A major problem, I thought, for a country whose growth relies so heavily on tourism, foreign investment and the money wealthy Lebanese living abroad bring back home; not the reality the promotional video on Middle East Airlines was portraying.
Difficulties ahead
That evening, after a live interview on the latest political earthquake in Lebanon, I asked the country’s economy minister, Sami Haddad, about deposits in Lebanese banks.
“The banking sector definitely suffered during the war. It’s impossible to calculate the number now, but deposits were down 5 percent this summer,” he told me, adding: “The peak tourism season this year was completely lost and foreign investment is still much weaker than this time last year.”
Considering tourism and banking both account for up to a fourth of national income here, Lebanon’s in for a bumpy ride. While the world focuses on politics, the economy is being forgotten; and every blow this country takes is chipping away at what it took the Lebanese 15 years to rebuild since the end of the civil war and what is still in ruins after this summer’s deadly conflict.
There are, understandably, more pressing concerns: Who killed Pierre Gemayel? Will Siniora’s government survive? Will Hezbollah, whose leader Hassan Nasrallah vowed to bring in a “clean” cabinet, do something rash and bring the current rift between pro- and anti-Syrian politicians to a head?

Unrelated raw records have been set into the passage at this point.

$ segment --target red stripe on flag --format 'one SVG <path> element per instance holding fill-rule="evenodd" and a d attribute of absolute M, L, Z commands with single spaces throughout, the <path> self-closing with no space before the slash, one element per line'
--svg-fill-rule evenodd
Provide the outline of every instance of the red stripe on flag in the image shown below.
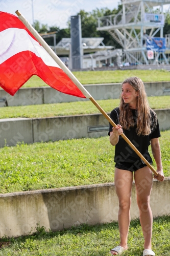
<path fill-rule="evenodd" d="M 25 29 L 34 40 L 38 41 L 22 22 L 16 16 L 7 12 L 0 12 L 0 32 L 10 28 Z"/>
<path fill-rule="evenodd" d="M 86 98 L 62 69 L 46 66 L 29 51 L 17 53 L 0 65 L 0 86 L 13 96 L 33 75 L 61 92 Z"/>

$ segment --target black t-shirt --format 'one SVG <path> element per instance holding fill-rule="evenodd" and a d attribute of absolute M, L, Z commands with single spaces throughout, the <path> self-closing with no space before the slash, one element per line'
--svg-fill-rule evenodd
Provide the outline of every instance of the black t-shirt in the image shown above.
<path fill-rule="evenodd" d="M 136 120 L 136 110 L 131 110 L 134 117 L 134 119 Z M 110 118 L 116 124 L 119 124 L 119 109 L 116 108 L 110 113 Z M 151 116 L 152 115 L 151 115 Z M 153 125 L 154 117 L 152 117 L 152 124 L 151 125 L 151 133 L 149 135 L 140 135 L 138 136 L 136 133 L 136 124 L 134 127 L 130 127 L 129 130 L 124 130 L 124 134 L 134 145 L 139 152 L 147 160 L 152 164 L 152 158 L 148 152 L 148 146 L 150 145 L 151 139 L 160 137 L 158 122 L 154 129 L 152 127 Z M 108 135 L 112 132 L 112 125 L 110 123 Z M 144 163 L 128 145 L 127 142 L 122 138 L 119 137 L 119 141 L 115 145 L 114 161 L 119 164 L 123 164 L 124 163 L 138 162 L 139 164 Z"/>

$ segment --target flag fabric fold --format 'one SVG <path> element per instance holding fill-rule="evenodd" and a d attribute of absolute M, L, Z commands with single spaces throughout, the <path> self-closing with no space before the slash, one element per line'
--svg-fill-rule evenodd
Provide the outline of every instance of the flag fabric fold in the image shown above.
<path fill-rule="evenodd" d="M 33 75 L 55 89 L 86 98 L 18 17 L 0 12 L 0 86 L 13 96 Z"/>

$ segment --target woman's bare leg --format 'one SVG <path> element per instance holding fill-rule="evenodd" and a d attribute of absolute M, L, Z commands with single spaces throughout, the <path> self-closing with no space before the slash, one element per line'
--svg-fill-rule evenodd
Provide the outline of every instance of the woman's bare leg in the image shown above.
<path fill-rule="evenodd" d="M 152 172 L 148 166 L 145 166 L 135 172 L 134 178 L 140 222 L 144 239 L 144 249 L 151 249 L 153 219 L 150 202 L 153 182 Z"/>
<path fill-rule="evenodd" d="M 120 243 L 119 245 L 128 248 L 127 240 L 130 222 L 130 208 L 131 204 L 131 189 L 133 182 L 133 173 L 129 170 L 115 168 L 114 184 L 119 202 L 118 222 Z M 117 252 L 111 251 L 113 255 Z"/>

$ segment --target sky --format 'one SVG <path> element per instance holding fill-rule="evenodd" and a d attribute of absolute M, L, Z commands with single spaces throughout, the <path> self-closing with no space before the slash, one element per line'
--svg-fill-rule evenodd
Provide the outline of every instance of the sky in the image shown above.
<path fill-rule="evenodd" d="M 120 2 L 119 0 L 0 0 L 0 11 L 15 14 L 15 11 L 19 10 L 32 24 L 32 1 L 34 20 L 60 29 L 66 28 L 69 17 L 80 10 L 89 12 L 105 7 L 112 10 Z"/>

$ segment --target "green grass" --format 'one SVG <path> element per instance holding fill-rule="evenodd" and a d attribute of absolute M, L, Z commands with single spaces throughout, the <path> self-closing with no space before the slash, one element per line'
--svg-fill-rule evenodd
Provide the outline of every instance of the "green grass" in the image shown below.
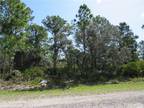
<path fill-rule="evenodd" d="M 144 90 L 144 82 L 123 82 L 120 84 L 94 85 L 86 86 L 79 85 L 70 89 L 52 89 L 43 91 L 0 91 L 0 100 L 17 100 L 17 99 L 34 99 L 47 96 L 67 96 L 67 95 L 89 95 L 103 94 L 120 91 L 137 91 Z"/>

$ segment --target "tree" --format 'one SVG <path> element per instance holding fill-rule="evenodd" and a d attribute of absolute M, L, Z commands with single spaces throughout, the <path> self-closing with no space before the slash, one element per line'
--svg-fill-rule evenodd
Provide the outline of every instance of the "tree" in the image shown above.
<path fill-rule="evenodd" d="M 21 0 L 0 1 L 0 43 L 4 60 L 3 73 L 11 71 L 15 52 L 22 49 L 25 44 L 26 34 L 24 31 L 32 19 L 31 13 L 31 9 Z M 6 64 L 8 64 L 7 68 Z"/>
<path fill-rule="evenodd" d="M 93 15 L 91 14 L 90 9 L 87 5 L 83 4 L 80 6 L 78 10 L 78 14 L 76 15 L 75 21 L 75 38 L 77 45 L 79 46 L 82 54 L 82 61 L 81 61 L 81 75 L 84 77 L 87 76 L 86 72 L 86 53 L 87 53 L 87 46 L 86 40 L 88 35 L 86 34 L 86 29 L 92 19 Z"/>
<path fill-rule="evenodd" d="M 51 49 L 53 51 L 53 75 L 57 75 L 57 63 L 60 51 L 65 49 L 70 35 L 70 25 L 59 16 L 47 16 L 42 21 L 48 32 L 51 33 Z"/>
<path fill-rule="evenodd" d="M 25 69 L 30 66 L 39 66 L 45 56 L 44 43 L 47 41 L 47 31 L 44 27 L 31 24 L 27 29 L 27 50 L 17 51 L 15 54 L 15 67 Z"/>
<path fill-rule="evenodd" d="M 137 41 L 138 36 L 134 35 L 130 27 L 124 22 L 120 23 L 119 30 L 122 36 L 121 47 L 126 47 L 131 52 L 131 61 L 138 59 Z"/>

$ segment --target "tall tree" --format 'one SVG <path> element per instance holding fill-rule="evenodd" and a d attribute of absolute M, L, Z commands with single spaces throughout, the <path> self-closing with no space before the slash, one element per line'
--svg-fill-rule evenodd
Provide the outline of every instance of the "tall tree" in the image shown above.
<path fill-rule="evenodd" d="M 1 48 L 5 61 L 3 63 L 3 73 L 6 64 L 12 67 L 15 52 L 24 46 L 26 39 L 24 31 L 28 22 L 32 19 L 31 13 L 31 9 L 21 0 L 0 1 Z M 11 68 L 8 69 L 8 71 L 11 70 Z"/>
<path fill-rule="evenodd" d="M 88 38 L 88 35 L 86 34 L 86 29 L 92 19 L 93 15 L 91 14 L 90 9 L 87 7 L 86 4 L 83 4 L 80 6 L 78 10 L 78 14 L 76 15 L 75 19 L 75 38 L 77 45 L 83 52 L 83 57 L 81 61 L 81 75 L 85 74 L 87 76 L 86 72 L 86 53 L 87 53 L 87 46 L 86 46 L 86 40 Z"/>
<path fill-rule="evenodd" d="M 121 47 L 126 47 L 130 50 L 131 52 L 131 60 L 135 61 L 138 59 L 138 54 L 137 54 L 137 41 L 136 39 L 138 36 L 136 36 L 130 27 L 124 22 L 120 23 L 119 25 L 119 30 L 122 36 L 122 41 L 121 41 Z"/>
<path fill-rule="evenodd" d="M 48 32 L 51 33 L 51 49 L 53 51 L 53 75 L 57 75 L 57 63 L 60 50 L 65 48 L 70 35 L 70 25 L 59 16 L 47 16 L 42 21 Z"/>

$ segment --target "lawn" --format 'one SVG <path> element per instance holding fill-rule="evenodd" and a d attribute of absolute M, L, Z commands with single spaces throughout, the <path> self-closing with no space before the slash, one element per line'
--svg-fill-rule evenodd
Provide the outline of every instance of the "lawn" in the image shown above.
<path fill-rule="evenodd" d="M 70 89 L 51 89 L 36 91 L 0 91 L 0 101 L 2 100 L 19 100 L 19 99 L 35 99 L 52 96 L 68 96 L 68 95 L 92 95 L 122 91 L 144 90 L 144 82 L 122 82 L 119 84 L 105 85 L 79 85 Z"/>

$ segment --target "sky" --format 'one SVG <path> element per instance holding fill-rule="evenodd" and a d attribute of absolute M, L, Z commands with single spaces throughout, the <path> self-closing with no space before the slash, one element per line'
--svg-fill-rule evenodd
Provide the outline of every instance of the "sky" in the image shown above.
<path fill-rule="evenodd" d="M 112 24 L 126 22 L 144 40 L 144 0 L 22 0 L 33 10 L 34 22 L 41 24 L 46 16 L 59 15 L 71 21 L 79 6 L 87 4 L 92 13 L 106 17 Z M 139 41 L 138 40 L 138 41 Z"/>

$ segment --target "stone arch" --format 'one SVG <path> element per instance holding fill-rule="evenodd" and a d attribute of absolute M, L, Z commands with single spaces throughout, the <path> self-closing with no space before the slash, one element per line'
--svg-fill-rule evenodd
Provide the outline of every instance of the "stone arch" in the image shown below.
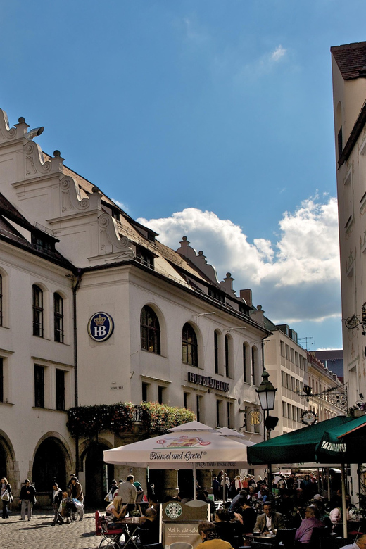
<path fill-rule="evenodd" d="M 80 445 L 80 464 L 84 473 L 88 505 L 104 505 L 104 496 L 114 478 L 114 465 L 104 463 L 103 450 L 113 448 L 106 438 L 84 441 Z"/>
<path fill-rule="evenodd" d="M 14 491 L 19 482 L 19 471 L 14 447 L 8 435 L 0 429 L 0 475 L 6 477 Z"/>
<path fill-rule="evenodd" d="M 32 481 L 38 493 L 49 493 L 53 482 L 67 486 L 67 472 L 72 467 L 72 453 L 67 441 L 53 431 L 39 438 L 33 454 Z"/>

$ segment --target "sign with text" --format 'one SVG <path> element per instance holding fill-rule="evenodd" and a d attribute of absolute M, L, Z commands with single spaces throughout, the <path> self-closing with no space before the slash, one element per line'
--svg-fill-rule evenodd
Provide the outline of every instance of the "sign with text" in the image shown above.
<path fill-rule="evenodd" d="M 163 503 L 161 531 L 165 549 L 194 549 L 202 541 L 198 524 L 208 519 L 208 505 L 204 501 L 181 503 L 175 500 Z"/>

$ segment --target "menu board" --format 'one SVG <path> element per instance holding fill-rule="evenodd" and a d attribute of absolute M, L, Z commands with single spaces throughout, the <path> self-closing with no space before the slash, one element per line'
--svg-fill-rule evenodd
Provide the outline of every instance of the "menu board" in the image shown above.
<path fill-rule="evenodd" d="M 209 506 L 204 501 L 177 500 L 163 503 L 161 507 L 161 539 L 165 549 L 194 549 L 202 540 L 198 524 L 208 520 Z"/>

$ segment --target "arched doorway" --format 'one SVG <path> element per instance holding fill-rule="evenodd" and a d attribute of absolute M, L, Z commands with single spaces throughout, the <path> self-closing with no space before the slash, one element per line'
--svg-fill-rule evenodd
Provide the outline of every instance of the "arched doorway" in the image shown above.
<path fill-rule="evenodd" d="M 0 477 L 8 477 L 6 469 L 6 448 L 3 446 L 2 441 L 0 438 Z"/>
<path fill-rule="evenodd" d="M 52 491 L 52 484 L 57 482 L 60 488 L 66 487 L 65 450 L 62 443 L 52 436 L 41 443 L 34 456 L 32 481 L 37 492 Z"/>
<path fill-rule="evenodd" d="M 108 449 L 105 444 L 94 443 L 87 450 L 85 492 L 88 506 L 104 505 L 104 497 L 113 480 L 114 466 L 107 465 L 103 460 L 103 450 Z"/>

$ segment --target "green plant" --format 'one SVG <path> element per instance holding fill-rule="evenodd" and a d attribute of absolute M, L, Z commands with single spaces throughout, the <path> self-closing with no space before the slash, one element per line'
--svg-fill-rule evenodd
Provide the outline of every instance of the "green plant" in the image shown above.
<path fill-rule="evenodd" d="M 131 402 L 94 406 L 77 406 L 68 410 L 67 427 L 72 436 L 94 438 L 101 431 L 115 435 L 132 433 L 136 408 L 139 408 L 143 427 L 148 434 L 166 432 L 169 429 L 195 419 L 193 412 L 158 403 L 141 403 L 137 407 Z"/>

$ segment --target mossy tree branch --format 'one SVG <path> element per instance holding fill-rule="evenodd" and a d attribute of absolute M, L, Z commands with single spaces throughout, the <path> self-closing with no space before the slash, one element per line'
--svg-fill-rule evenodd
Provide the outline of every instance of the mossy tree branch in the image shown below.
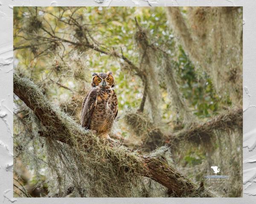
<path fill-rule="evenodd" d="M 85 130 L 70 117 L 55 107 L 43 94 L 41 90 L 29 80 L 14 74 L 14 93 L 32 110 L 43 126 L 51 130 L 51 137 L 70 146 L 74 145 L 72 137 L 77 139 L 86 137 L 84 147 L 81 150 L 90 151 L 90 145 L 96 142 L 96 137 L 90 131 Z M 86 143 L 84 141 L 87 141 Z M 104 141 L 102 141 L 104 142 Z M 169 195 L 176 197 L 215 197 L 216 195 L 179 172 L 174 165 L 157 156 L 143 156 L 118 144 L 105 143 L 109 145 L 111 156 L 131 158 L 138 167 L 134 173 L 154 179 L 167 188 Z M 118 156 L 115 153 L 118 152 Z M 132 155 L 131 153 L 132 153 Z M 122 160 L 119 162 L 121 162 Z M 116 165 L 125 165 L 116 163 Z"/>

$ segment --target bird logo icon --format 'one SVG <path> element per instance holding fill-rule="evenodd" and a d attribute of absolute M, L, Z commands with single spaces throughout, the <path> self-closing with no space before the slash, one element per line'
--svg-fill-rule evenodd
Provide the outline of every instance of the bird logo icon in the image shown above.
<path fill-rule="evenodd" d="M 217 173 L 220 172 L 220 170 L 221 170 L 219 168 L 218 169 L 218 167 L 216 166 L 212 166 L 211 167 L 211 168 L 213 170 L 213 173 L 215 173 L 215 176 L 217 175 Z"/>

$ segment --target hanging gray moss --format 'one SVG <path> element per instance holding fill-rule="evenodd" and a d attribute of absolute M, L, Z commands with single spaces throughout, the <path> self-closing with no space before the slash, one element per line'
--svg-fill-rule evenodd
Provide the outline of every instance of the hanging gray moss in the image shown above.
<path fill-rule="evenodd" d="M 236 105 L 242 93 L 242 8 L 197 7 L 186 17 L 167 8 L 170 26 L 195 65 L 209 73 L 218 93 Z M 199 65 L 199 66 L 198 66 Z"/>

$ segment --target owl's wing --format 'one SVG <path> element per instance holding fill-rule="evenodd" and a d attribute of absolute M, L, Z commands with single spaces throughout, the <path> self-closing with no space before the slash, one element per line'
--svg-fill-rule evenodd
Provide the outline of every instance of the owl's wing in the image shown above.
<path fill-rule="evenodd" d="M 97 91 L 92 89 L 87 94 L 83 102 L 81 125 L 86 129 L 90 127 L 93 112 L 97 105 Z"/>
<path fill-rule="evenodd" d="M 117 112 L 118 112 L 118 101 L 117 100 L 117 96 L 116 96 L 116 94 L 115 92 L 115 96 L 116 97 L 116 115 L 115 115 L 115 118 L 114 118 L 114 119 L 115 119 L 116 117 L 116 116 L 117 116 Z"/>

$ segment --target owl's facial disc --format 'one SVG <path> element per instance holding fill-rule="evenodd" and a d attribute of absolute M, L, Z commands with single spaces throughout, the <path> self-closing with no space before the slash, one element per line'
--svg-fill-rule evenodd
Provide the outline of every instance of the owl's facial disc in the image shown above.
<path fill-rule="evenodd" d="M 98 86 L 104 88 L 110 88 L 114 86 L 114 78 L 111 71 L 108 71 L 106 73 L 93 73 L 93 76 L 91 82 L 93 87 Z"/>

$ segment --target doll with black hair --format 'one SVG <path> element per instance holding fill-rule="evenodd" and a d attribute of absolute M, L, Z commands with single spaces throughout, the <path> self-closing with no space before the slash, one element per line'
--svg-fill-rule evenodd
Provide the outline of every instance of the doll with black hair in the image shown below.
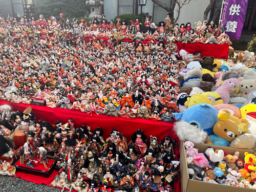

The fact that political leaders, including the father of the assassinated minister, Amin Gemayel, called for restraint, will probably keep things contained for now. Even Nasrallah called on pro-Hezbollah demonstrators to get off the streets last week.
“Had these calls not been issued right away,” one local journalist told me, “all hell would have broken loose.”
So it’s calm for now, but simmering under the surface; the future here still hinging on Lebanon’s factional leaders to give dialogue a shot or, at least, not to take their differences to the point of no return.
All the while, the money the country needs to rebuild and keeps its young citizens employed and happy — and off the streets — keeps bleeding out of this troubled nation’s borders.